思わず声が出てしまい、慌てて寝巻きの袖を噛む。しかしウィルバートはそんなマティアスに構うことなく右の胸を舐めねぶり、左の胸は指で摘みクリクリと捏ね回す。
「ふっ……ん……」
唇が一旦離れたと思ったら、今度は左胸に舌を這わされた。傷に近い左側は強く揉んだりせず優しく手のひら撫でられながら、先端を舌でチロチロと刺激される。
脳を溶かすような快感。
下半身がどんどん昂ってしまう。
「んっ……」
袖を噛んでいても漏れ出てしまう吐息。
するとウィルバートが身を離した。
濡れた胸の先端が外気に晒されてひんやりとしてくる。ゴソゴソと衣擦れの音がしてウィルバートはすぐに戻ってきた。そしてマティアスの下半身に手をかけ、囁くように「腰あげて」と指示してくる。
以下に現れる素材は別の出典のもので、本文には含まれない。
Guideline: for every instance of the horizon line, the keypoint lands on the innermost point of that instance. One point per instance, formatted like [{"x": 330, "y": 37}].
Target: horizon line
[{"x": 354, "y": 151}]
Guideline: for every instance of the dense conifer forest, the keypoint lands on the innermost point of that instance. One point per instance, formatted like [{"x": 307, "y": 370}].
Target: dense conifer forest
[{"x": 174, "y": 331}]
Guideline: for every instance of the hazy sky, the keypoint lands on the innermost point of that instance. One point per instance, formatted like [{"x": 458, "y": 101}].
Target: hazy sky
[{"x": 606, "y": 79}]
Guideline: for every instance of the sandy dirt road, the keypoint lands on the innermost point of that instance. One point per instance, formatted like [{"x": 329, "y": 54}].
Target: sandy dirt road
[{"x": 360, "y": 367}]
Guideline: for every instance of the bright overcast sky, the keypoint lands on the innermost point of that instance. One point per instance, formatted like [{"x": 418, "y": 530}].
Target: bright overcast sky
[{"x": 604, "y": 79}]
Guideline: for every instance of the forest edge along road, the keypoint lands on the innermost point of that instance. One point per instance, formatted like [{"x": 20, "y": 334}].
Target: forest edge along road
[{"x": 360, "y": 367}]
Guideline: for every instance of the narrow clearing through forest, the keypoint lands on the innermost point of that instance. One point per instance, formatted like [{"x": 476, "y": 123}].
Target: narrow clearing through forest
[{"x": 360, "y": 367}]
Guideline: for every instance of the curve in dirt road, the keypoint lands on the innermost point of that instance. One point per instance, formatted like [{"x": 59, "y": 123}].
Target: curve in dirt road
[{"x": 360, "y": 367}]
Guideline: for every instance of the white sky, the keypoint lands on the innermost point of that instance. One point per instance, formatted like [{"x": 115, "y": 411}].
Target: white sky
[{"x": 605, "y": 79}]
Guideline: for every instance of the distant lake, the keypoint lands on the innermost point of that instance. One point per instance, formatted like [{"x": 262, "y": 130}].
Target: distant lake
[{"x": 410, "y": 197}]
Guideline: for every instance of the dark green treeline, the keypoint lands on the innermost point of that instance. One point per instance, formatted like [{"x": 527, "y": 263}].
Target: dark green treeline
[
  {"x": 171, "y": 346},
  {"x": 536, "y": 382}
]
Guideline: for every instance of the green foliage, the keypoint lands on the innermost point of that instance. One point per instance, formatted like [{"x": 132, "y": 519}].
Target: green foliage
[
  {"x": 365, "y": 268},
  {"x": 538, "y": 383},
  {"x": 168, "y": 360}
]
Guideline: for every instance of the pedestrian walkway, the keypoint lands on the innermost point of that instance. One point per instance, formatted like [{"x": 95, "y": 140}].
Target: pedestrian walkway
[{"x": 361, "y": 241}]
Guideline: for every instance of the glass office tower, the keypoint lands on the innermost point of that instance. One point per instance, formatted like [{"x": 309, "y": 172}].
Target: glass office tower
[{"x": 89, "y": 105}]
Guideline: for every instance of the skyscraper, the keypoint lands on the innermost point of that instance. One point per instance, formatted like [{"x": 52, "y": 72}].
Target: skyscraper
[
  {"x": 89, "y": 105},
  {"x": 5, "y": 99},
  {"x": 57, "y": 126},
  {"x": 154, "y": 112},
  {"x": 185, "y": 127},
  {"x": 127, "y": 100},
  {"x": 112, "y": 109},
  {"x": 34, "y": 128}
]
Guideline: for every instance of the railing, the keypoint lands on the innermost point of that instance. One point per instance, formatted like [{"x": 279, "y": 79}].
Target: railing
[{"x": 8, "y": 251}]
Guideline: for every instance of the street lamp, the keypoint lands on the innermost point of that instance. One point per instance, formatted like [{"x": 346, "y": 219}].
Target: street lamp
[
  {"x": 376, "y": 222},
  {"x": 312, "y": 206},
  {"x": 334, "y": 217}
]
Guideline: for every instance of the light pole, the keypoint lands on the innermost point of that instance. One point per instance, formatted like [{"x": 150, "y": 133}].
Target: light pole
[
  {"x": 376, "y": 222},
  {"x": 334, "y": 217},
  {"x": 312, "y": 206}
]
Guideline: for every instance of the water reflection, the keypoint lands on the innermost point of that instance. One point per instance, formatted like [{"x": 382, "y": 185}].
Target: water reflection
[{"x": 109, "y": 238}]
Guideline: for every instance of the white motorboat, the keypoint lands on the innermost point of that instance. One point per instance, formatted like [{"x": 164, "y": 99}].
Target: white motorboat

マティアスが素直に従うと下着が脱がされた。
「……マティアス」
再び覆いかぶさってきたウィルバートに本当の名前を囁かれ心臓が跳ねた。
ウィルバートはマティアスが袖を噛み顔を覆っていた腕に触れ、それを引き剥がしてきた。
「これじゃあキス、出来ないだろ」
「だ、だめ……、声、出ちゃうっ」
「いいんだ。聴かせて……」
そしてまた噛みつかれるような激しい口づけが降りてきた。